Despite the rain that pounded the Tear Jerkers “Last Bash” rally, it didn’t keep them from visiting John Norris’s sprawling property on South Whidbey Island, Washington, where they cooked, ate, drank, chatted, drank some more, and carried on as usual before folding themselves into their thimble-sized bedrooms.
They are trailer people and proud of it.
“I love it, the simplicity, the compactness and the people I meet camping,” said Jim Johnson of Ellensburg of his teardrop trailer and lifestyle, reported the South Whidbey Record.
Sitting under a tarp extending out from his tiny blue home, Johnson sipped coffee with others who converged in his rustic living room furnished with lawn chairs.

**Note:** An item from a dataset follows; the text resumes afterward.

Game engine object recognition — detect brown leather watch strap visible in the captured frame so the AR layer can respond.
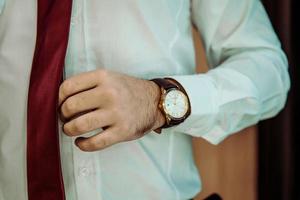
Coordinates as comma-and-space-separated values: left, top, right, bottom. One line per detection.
150, 78, 191, 133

Meet the members of the Northwest chapter of Tear Jerkers, an international organization celebrating the tiny traveling contraptions and the people who pull them.
The club motto: “Life moves a little slower on teardrop time.”

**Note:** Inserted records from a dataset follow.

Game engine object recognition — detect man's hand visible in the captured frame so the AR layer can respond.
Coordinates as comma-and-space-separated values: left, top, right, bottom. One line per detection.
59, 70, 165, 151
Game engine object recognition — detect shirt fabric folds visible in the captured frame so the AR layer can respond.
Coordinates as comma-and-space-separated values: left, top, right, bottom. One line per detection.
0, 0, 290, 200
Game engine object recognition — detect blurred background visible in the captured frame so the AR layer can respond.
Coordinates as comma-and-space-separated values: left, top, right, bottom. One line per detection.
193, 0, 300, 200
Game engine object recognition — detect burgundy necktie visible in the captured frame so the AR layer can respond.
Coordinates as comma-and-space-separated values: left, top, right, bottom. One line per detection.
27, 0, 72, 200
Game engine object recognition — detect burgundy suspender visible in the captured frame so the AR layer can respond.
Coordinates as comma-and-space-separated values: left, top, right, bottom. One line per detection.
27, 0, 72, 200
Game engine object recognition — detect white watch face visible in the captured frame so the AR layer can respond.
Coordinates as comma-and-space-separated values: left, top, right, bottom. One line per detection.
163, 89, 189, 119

They plan trips together, share meals and camaraderie at campgrounds or just strike up a conversation when they spot one of their own kind on the road.

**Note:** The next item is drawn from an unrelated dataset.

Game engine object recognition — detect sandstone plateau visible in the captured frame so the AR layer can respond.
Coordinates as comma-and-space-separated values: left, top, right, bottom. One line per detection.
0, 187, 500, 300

“We’re outside people,” said Ed Showacy of Puyallup. “At campgrounds when it rains, we’re still outside while all the RVers are inside their huge campers.”
Teardrop trailers are streamlined, compact, lightweight travel trailers which get the name from their teardrop profile. They’re very light, usually less than 1,000 pounds, so just about any vehicle can tow one.
For the last organized outing of the year of the Northwest chapter that includes British Columbia, they were hosted by John Norris and Tracy Cunningham on the last weekend of October.
Norris fixes up and restores campers on his expansive swath of property.